Jeti -Oghuz
Our next two day camping spot was once again up into the beautiful mountains. On the way we passed one of the most photographed natural land features of Kyrgyzstan, The Seven Bulls. The Seven Bulls is a brightly colored red sand stone cliff that dries vertically into the ground.

Down the road from the main picture spot we stopped for a pee break. This was comical because as we all went into the bushes and abandoned buildings to take care of business we found horses all around. A few of us climbed up a crumbling building to get a few more good shots.

The truck slowly made its way up into the mountains across five bridges. It's a miracle that these bridges hold up day after day with some rather large trucks driving across them. They are only built out of a few logs after all.

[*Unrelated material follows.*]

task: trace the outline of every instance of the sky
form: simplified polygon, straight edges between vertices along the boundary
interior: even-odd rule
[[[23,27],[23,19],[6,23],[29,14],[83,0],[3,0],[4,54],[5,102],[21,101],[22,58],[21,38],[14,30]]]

Central Asia has never failed to amaze me at the construction, or lack of construction, of roads and bridges.
Reaching the top we found a meadow tucked into the valley that would serve as our home for two nights. A ten dollar fee per day even covered our cost of using real toilets, in a shack of course. As usually goats and sheep roamed around our tents as we set them up herded by boys of about the age of 8. Typical Kyrgz.
Some of our group went for a hike while others did laundry in the river. I chose to get our my wind pouch and lay down and read for a bit. After awhile we saw another giant truck come up the mountain. It was Dragoman, another overland company! We stood up and started staring as they pulled in. Even as they began to unload the truck we all stood by a tree just watching them, very awkward.
Alright, time to break the tension. I climbed into my T-Rex suit behind our truck and ran out roaring. Across the field I sprinted running in and out of everyone setting up their tents. Everyone was laughing! How often does a T-Rex greet you into a campsite.
But, the stand off continued. No one crossed lines to talk to the others. Finally, I walked over to the other side to make friends. It was hysterical to look back at our camp, which had the setting sun facing them so they were all lit up, and see them all lined up against the tree staring at their campsite. One by one as people had a few drinks they came over and joined in on the conversation.
Early the next more we got up for our horseback ride. Similar to the last adventure ride there were very few rules. No helmets, children guides, and sketchy pathways. The 3 hour ride took us through the forest, across rivers, up mountains, and finally through a beautiful meadow. Kirstin and I took off at one point galloping ahead of everyone else. My dapple horse was much more responsive that my previous horse and I really enjoyed her. Paula on the other hand had way too responsive of a horse. One of the boys had to join her to keep her horse from galloping with us. It was her first time riding and not the best horse for it. Gen`s horse and mine did not like each other. Anytime we would get close their ears would go back and start to grunt at each other.
Eventually we reached the Valley of the Flowers at the base of a giant glacier. It was stunning to say the least. The temperature was a perfect amount of cool. We all dismounted and laid in the meadow eating our lunches. Our horses roamed around grazing freely. What a beautiful day! I could've laid there for hours looking out at the fairytale landscape.
On the way back two main events happened. First, Hanne`s horse would not listen and would just leave the path. At once point the little stinker just decided to sit down and remove Hanne from his back. Second, the one boy hit another horse to make him go faster. This resulted in Paula`s over active horse rearing up onto its hind legs. For a girl who has never ridden a horse before we were all proud that she managed to stay on his back! Unfortunately, her recently healing broken foot did not fare too well.
Totally exhausted back at camp we all quizzed each other on Central Asia facts from the guide book and then called it an early night.